CFTC Finalizes Rule Changes Affecting Fund Managers

On February 9, 2012, the Commodity Futures Trading Commission ("CFTC") issued a final rule that rescinds the exemption from CFTC registration for commodity pool operators ("CPOs"), which is currently provided in CFTC Rule 4.13(a)(4).  The CFTC also rescinded the relief provided in CFTC Rule 4.7(b)(3) under which the annual reports of certain commodity pools were not required to be certified; instituted a new requirement that CPOs and commodity trading advisers ("CTA") annually file notices claiming an exemption from registration; and imposed additional risk disclosure requirements upon CPOs and CTAs that engage in swap transactions.

 

Rescission of CPO Registration Exemption

CFTC Rule 4.13(a)(4) generally exempts from CFTC registration CPOs of funds whose natural person investors are "qualified eligible persons" ("QEPs") within the meaning of CFTC Rule 4.7(a)(2) (a category that includes "qualified purchaser" investors in funds offered pursuant to Section 3(c)(7) of the Investment Company Act of 1940) and whose non-natural person investors are either QEPs or "accredited investors" as defined under Regulation D of the Securities Act of 1933. The CFTC's rescission of the Rule will become effective 60 days after publication in the Federal Register.
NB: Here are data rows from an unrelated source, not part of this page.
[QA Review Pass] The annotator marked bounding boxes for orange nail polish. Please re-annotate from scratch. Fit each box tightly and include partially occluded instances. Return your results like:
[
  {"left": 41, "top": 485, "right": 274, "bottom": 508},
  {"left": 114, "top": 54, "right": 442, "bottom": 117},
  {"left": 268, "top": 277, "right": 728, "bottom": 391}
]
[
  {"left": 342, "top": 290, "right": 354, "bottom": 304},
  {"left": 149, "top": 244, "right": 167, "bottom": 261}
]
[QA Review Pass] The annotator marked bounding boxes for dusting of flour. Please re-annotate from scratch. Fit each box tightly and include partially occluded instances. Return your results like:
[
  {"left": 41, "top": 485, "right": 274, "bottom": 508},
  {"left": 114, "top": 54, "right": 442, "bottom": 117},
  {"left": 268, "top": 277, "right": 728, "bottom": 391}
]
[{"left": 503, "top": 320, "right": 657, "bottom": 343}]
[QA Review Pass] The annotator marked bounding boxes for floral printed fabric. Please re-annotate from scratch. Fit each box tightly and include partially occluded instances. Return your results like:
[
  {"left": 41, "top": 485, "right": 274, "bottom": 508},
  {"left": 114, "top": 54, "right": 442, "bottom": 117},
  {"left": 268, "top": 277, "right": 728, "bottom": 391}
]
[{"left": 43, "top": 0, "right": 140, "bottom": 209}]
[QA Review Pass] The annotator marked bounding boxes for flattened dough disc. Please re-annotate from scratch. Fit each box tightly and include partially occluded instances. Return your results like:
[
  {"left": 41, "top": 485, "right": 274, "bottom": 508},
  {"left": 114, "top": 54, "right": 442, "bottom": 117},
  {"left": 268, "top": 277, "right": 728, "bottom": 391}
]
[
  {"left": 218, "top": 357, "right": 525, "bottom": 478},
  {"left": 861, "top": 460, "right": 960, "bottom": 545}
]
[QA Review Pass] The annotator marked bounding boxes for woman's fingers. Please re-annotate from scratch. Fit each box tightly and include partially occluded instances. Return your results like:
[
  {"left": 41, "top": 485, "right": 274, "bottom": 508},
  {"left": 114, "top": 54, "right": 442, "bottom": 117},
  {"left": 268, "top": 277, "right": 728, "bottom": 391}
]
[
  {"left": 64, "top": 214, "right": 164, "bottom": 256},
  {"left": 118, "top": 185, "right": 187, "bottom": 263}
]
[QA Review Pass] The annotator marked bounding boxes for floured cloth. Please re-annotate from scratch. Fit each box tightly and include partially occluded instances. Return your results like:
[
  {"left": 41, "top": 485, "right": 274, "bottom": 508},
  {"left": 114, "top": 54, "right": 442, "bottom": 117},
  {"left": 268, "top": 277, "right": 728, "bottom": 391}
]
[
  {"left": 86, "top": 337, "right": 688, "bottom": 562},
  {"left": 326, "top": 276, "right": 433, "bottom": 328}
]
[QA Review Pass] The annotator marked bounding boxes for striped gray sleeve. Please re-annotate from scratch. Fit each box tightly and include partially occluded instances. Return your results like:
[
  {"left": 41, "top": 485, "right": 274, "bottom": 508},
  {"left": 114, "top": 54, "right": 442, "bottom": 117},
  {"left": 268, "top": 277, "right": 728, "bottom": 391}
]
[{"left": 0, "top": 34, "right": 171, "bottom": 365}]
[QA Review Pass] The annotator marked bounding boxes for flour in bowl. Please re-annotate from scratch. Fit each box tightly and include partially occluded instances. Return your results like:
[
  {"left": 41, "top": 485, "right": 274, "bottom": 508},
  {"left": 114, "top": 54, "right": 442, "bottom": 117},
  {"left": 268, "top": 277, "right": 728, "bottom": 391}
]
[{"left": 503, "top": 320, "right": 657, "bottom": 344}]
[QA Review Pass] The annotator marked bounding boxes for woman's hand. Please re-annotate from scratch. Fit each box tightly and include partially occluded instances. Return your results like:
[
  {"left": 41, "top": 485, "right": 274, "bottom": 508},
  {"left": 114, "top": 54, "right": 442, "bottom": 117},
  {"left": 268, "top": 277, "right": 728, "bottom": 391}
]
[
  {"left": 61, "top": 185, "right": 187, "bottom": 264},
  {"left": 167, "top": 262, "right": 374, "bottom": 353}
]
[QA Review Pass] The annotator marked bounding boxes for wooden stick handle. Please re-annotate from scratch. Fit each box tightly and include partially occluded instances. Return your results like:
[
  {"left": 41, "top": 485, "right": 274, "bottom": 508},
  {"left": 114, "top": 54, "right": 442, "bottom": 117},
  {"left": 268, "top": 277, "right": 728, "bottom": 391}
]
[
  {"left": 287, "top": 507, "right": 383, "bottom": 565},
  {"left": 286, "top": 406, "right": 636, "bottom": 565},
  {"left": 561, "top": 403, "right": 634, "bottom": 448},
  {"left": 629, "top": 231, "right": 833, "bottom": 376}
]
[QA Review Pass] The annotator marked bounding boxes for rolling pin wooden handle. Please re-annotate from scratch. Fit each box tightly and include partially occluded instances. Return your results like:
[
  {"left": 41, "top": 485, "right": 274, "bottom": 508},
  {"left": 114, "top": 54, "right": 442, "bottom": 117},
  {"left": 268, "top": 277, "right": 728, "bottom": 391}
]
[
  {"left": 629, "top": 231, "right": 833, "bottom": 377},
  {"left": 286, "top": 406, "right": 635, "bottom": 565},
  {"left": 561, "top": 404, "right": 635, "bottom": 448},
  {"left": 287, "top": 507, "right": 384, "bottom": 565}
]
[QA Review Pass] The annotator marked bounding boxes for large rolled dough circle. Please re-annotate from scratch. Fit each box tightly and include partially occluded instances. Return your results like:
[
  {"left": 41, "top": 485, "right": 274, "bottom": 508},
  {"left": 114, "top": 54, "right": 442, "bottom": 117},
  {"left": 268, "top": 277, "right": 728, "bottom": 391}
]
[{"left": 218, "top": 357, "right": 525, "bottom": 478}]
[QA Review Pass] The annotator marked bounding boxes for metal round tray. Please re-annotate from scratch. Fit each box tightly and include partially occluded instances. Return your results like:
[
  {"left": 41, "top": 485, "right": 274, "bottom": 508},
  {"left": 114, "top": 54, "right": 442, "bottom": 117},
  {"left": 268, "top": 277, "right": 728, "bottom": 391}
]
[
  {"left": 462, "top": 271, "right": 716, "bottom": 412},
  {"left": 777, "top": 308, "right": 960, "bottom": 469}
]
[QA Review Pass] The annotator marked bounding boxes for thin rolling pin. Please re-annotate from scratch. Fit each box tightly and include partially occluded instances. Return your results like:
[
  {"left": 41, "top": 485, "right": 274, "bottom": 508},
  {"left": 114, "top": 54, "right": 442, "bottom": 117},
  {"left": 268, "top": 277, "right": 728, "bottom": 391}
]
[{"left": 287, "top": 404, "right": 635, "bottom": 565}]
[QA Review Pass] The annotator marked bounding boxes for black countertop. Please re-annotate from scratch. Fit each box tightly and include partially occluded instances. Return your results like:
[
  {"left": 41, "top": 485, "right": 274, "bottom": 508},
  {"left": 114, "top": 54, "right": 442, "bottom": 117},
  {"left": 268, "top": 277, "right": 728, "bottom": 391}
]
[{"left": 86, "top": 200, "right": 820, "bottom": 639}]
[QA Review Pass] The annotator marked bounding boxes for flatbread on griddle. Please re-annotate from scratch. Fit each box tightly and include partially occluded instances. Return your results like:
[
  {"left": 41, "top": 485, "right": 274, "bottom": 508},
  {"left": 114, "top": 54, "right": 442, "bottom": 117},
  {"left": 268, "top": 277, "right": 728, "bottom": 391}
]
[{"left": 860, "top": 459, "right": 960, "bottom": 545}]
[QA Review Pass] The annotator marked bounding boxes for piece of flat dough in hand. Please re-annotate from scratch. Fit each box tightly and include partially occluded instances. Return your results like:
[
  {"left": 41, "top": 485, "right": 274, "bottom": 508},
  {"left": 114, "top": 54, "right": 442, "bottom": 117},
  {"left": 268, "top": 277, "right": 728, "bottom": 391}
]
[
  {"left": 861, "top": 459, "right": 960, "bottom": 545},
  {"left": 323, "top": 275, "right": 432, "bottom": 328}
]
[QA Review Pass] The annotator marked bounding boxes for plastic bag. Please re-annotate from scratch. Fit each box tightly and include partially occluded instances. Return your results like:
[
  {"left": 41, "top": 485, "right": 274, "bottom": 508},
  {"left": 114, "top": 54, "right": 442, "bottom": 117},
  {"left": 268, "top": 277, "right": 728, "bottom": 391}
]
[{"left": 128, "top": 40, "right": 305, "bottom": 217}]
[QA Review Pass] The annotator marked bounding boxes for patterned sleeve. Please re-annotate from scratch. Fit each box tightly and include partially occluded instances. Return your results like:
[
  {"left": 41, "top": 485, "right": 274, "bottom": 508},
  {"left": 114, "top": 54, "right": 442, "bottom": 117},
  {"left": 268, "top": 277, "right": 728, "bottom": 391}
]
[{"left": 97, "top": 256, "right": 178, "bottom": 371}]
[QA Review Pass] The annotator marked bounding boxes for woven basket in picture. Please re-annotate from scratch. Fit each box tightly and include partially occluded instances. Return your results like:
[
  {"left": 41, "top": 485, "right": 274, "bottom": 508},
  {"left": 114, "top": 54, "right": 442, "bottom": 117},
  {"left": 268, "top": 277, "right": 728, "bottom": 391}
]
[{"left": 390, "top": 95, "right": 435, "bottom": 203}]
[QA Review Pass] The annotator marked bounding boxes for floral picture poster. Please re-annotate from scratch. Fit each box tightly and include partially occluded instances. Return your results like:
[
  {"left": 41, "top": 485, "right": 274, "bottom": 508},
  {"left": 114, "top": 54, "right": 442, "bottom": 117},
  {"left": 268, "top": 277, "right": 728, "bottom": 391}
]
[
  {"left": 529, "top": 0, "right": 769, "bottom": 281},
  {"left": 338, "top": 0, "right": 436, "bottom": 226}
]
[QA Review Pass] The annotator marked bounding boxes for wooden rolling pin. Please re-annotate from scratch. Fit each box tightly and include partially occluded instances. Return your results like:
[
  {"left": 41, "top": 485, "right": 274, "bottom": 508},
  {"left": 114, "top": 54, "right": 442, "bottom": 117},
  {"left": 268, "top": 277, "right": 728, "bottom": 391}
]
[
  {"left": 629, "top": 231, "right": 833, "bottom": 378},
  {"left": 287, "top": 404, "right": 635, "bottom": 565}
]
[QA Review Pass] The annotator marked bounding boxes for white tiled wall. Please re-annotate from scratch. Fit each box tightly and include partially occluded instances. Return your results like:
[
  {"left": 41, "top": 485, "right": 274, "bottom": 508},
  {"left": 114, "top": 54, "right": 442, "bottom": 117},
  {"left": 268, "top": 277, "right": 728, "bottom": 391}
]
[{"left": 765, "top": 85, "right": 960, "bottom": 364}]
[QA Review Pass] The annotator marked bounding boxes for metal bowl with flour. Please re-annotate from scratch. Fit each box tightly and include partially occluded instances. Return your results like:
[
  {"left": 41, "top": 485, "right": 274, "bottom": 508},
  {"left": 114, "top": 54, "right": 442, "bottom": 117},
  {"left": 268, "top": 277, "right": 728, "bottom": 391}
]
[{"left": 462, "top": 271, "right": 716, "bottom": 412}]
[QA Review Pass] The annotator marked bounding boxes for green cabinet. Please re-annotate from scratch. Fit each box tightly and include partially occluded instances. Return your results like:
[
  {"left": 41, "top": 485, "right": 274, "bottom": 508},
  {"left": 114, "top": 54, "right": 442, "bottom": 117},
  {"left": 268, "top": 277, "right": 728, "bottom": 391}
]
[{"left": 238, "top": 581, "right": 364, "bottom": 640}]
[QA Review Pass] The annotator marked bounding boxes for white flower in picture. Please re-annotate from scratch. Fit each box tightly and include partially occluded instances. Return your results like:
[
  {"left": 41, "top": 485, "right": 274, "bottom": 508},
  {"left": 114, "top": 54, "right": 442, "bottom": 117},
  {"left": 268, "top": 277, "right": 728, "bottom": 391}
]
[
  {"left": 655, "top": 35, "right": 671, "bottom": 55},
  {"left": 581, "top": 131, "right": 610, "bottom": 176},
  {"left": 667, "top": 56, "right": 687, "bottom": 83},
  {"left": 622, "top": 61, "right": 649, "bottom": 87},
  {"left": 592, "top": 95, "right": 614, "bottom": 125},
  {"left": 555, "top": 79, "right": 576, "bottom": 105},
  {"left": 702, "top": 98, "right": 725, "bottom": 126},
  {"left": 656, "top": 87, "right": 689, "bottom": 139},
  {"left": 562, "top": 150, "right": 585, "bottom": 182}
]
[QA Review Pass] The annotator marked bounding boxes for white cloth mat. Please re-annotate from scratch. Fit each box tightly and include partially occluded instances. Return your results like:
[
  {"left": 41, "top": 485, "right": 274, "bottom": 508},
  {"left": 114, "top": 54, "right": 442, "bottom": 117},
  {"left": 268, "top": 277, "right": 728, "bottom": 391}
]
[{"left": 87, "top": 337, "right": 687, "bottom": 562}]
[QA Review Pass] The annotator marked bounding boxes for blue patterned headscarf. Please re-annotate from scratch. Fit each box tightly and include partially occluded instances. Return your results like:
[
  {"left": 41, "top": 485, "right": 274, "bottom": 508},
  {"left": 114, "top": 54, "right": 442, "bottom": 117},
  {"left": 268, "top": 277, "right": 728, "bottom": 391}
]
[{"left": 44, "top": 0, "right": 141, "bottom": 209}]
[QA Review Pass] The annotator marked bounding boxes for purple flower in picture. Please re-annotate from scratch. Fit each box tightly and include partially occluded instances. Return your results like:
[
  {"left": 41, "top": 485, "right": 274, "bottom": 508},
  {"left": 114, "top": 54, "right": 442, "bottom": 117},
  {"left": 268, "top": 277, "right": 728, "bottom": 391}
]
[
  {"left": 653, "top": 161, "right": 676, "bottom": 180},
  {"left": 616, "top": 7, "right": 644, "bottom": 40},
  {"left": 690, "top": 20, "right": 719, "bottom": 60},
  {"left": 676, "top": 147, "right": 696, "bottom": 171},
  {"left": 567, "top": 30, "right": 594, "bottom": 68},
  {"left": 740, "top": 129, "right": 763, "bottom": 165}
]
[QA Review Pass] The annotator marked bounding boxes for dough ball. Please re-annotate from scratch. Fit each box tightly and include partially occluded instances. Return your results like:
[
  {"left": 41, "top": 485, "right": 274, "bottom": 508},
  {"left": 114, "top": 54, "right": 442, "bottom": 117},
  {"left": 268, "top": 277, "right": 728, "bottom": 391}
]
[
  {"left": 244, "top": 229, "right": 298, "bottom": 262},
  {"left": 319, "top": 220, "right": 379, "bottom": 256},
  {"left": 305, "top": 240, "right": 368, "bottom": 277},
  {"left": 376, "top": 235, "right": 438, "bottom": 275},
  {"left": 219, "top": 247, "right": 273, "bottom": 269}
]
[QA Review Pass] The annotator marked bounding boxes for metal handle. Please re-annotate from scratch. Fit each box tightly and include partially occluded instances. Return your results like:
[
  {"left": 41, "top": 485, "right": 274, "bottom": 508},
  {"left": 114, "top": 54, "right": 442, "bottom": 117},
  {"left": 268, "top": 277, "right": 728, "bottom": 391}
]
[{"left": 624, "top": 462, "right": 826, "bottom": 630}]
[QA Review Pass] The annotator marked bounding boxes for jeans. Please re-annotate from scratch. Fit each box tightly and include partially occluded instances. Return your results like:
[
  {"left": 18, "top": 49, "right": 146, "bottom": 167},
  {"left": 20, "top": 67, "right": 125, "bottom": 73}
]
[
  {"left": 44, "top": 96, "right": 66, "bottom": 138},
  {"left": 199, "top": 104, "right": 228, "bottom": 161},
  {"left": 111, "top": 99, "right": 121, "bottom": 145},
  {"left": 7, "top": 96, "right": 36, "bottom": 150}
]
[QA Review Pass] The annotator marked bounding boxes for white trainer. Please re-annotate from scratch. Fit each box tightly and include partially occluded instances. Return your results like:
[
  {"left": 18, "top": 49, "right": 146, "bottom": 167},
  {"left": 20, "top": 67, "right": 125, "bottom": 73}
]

CPOs who have claimed the exemption (which includes the general partners of a large number of Section 3(c)(7) funds) and cannot avail themselves of any other exemption, must register with the CFTC by December 31, 2012. It should be noted that the CFTC proposed, during 2011, to amend the definition of "commodity interest" in CFTC Rule 1.3 to include swaps. If this proposal is adopted, CPOs of funds that engage in swaps activity also may be required to register with the CFTC unless another exemption applies.

 

Registration Lite for CPOs of 3(c)(7) Funds

CPOs of funds whose investors are all QEPs may be able to avail themselves of "registration lite" under CFTC Rule 4.7, which provides relief from certain disclosure and periodic reporting requirements applicable to registered CPOs. The CFTC is still considering possible exemptions from registration for family offices and foreign advisers that might be similar to the SEC registration exemptions for these types of advisers.

 

Continued Availability of "De Minimis" Exemption

The CFTC has not rescinded Rule 4.13(a)(3) which exempts from registration CPOs of funds that have "de minimis" futures activity (i.e., either: (1) the aggregate of the initial margin on futures positions and premiums on options on futures does not exceed five percent of the liquidation value of the fund's portfolio (including unrealized gains and losses); or (2) the aggregate notional value of such positions does not exceed 100 percent of the liquidation value of the fund's portfolio (including unrealized gains and losses)). Accordingly, general partners of funds that use futures, but only within the defined minimum amounts, can continue to use this exemption. General partners of funds that previously relied on 4.13(a)(4) who find that in practice their funds do not actually trade futures above the 4.13(a)(3) minimums could consider switching to the 4.13(a)(3) exemption. In its Adopting Release, the CFTC notes that swaps activity will count toward the de minimis thresholds for purposes of determining the applicability of this exemption.